Le père d’Enes, Mehmet Kara, a déclaré qu’il n’engagerait aucune action en justice pour la mort de son fils. « L’endroit où il a séjourné est géré par des gens bien. Je lui ai recommandé de rester là-bas. Je suis membre de cette communauté depuis vingt-cinq ans. Je n’ai vu aucun mal de leur part », a-t-il dit. Enes Kara, lui, est devenu depuis le symbole d’une jeunesse en mal de reconnaissance et de modèles identificatoires diversifiés.

Il y a là encore la photo d’une femme voilée, celles d’un paysan devant ses semences, d’un père tenant la main de sa fille piégée sous les décombres du tremblement terre du 6 février, le portrait aussi du jeune Ali Ismail Korkmaz, battu à mort dans la ville d’Eskisehir pendant le mouvement de protestation de Gezi en 2013, et la militante transgenre Hande Kader.

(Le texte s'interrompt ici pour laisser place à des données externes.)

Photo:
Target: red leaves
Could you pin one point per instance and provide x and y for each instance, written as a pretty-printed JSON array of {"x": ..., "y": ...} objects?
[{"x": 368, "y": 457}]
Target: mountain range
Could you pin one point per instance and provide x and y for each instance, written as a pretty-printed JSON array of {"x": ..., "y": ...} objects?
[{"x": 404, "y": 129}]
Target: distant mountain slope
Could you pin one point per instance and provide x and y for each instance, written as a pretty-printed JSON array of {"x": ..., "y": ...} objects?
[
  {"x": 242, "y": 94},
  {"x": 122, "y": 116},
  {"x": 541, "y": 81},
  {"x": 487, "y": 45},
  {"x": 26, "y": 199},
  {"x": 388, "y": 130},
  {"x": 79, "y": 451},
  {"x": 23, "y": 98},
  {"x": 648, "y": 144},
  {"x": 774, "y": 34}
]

On l’appelait l’« icône de la communauté LGBT turque ». Elle a été brutalement assassinée le 8 août 2016. Son corps a été retrouvé entièrement brûlé. Hande s’était fait notamment connaître lors de la Marche des fiertés en 2015 à Istanbul lorsqu’elle s’était opposée aux forces de police.

Depuis, un « ordre de confidentialité » a été imposé sur l’enquête. On sait juste qu’une personne a été arrêtée, mais aucune autre information n’a filtré à ce jour. Rien. Un silence vertigineux que cette affiche de campagne de Kemal Kiliçdaroglu vient soudainement de briser. Comme tous les autres.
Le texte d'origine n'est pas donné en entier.